Building the connected enterprise

Recent developments in technology over the last decade have made it possible for businesses to inch closer towards becoming a connected enterprise – one that is more productive, makes better business decisions and drives collaboration.

Take cloud computing, for example. While enterprises once had to build and maintain expensive in-house software to run their business, they can now subscribe to sophisticated business applications through the cloud.

cloud

These cloud-based applications run the gamut, from sales and customer relationship management software to business tools that let enterprises manage their entire supply chains, finances and human resources.

More importantly, cloud computing, with its subscription-based or pay-per-use pricing, has levelled the playing field for small and medium-sized businesses (SMBs) that would otherwise not have been able to afford such applications.

“Across the region, cloud awareness and readiness is rising and Asia Pacific is truly paving the road to the next phase of growth for enterprises,” says Vadish Shetty, Head of Channel Marketing at Akamai in Asia Pacific and Japan.

“Organisations that leverage hybrid, as well as a mix of cloud services that bring differentiated and complementary value are more likely to be highly satisfied,” he says.

But it is not just cloud applications that are changing the game in enterprise IT. Cloud infrastructure services are also redefining how IT is being deployed in enterprises.

Instead of waiting for months to buy and install a new server, enterprises can now do so within minutes, through an infrastructure-as-a-service (IaaS) provider.

And the best part is, enterprises no longer need to worry about software patches or keeping servers up and running. That allows them to focus on strategies to grow their business, rather than spend time and resources to keep the lights on.

As more organisations move to the cloud, data privacy and cyber security continue to weigh in as the biggest challenges on the minds of Chief Information Officers who are now spending more on IT security.

According to technology research firm Gartner, worldwide spending on information security reached US$71.1 billion in 2014, an increase of 7.9 per cent over 2013. This is expected to grow a further 8.2 per cent in 2015 to reach US$76.9 billion.

Also significant to enterprises is mobility, where employees empowered with mobile devices are able to work effectively anytime, anywhere. It makes for more productive and happier employees too, especially among millennial workers who are demanding greater work-life balance and workplace flexibility.

Indeed, more enterprises are embracing Bring Your Own Device (BYOD) policies to allow employees to use personal devices for work. But this also presents security challenges for organisations, which may not have the tools or know-how to secure an onslaught of personal devices connecting to corporate IT networks.

That is why more than half of enterprises will turn to security service firms that specialise in data protection, security risk management and security infrastructure by 2016, giving rise to significant growth throughout the globe for managed security services, according to Gartner.

Sense making and the social enterprise

As employees become more mobile, they have also become more social.

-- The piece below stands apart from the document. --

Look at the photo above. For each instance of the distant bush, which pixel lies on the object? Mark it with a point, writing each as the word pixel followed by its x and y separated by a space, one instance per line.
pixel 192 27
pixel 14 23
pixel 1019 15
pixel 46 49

Businesses can turn this into a competitive advantage by harnessing social media tools to enhance collaboration among employees and engage customers.

A slew of enterprise social tools geared towards the needs of businesses have sprung up in recent years, allowing employees to share ideas and collaborate on projects via corporate social networks. Others help businesses track social media activities across multiple marketing channels.

According to IDC, the global market for enterprise social software was worth US$0.9 billion in 2011, but this will rise to US$4.5 billion by 2016. In fact, IDC believes that social software is expected to replace other collaboration applications, with sales growing at a compound annual rate of 43 per cent.

Oftentimes, social software will come with analytics capabilities to help enterprises make sense of all the data generated by customers and employees within an organisation.

“Data analytics allows business owners to extract useful insights that explain how customers behave,” says Erel Rosenberg, CEO of DFRC, a data analytics specialist.

Retailers, for instance, could use DFRC’s unique combination of sensors and monitoring tools to find out if customers are returning to their stores or staying longer, and if they are focusing on a specific area inside a mall.

At EnterpriseIT2015, DFRC will be launching Tiko, a shopping malls analytics and engagement platform. Developed with DFRC’s Swedish partners, Tiko aims to provide insights from the DFRC crowd analytics engine, along with a gamification app that lets users collect miles in exchange for special shopping deals.

In addition, Tecom will be touting its IG7600 Smartphone Business Communication System that turns smartphones into office phones. As long as there is Wi-Fi or mobile data coverage, users can access PSTN lines in the office and enjoy all business communications functions.

These solutions and more will be showcased at EnterpriseIT in Singapore from 2-5 June at Marina Bay Sands. The NXT thematic clusters at the show will provide businesses with innovations to help overcome challenges in today’s digitised landscape.

The clusters will encompass new solutions and technologies in areas such as big data and analytics, BYOD, mPayment, cloud, enterprise mobility and security, among many others that empower the workforce, enable mobility and increase efficiency.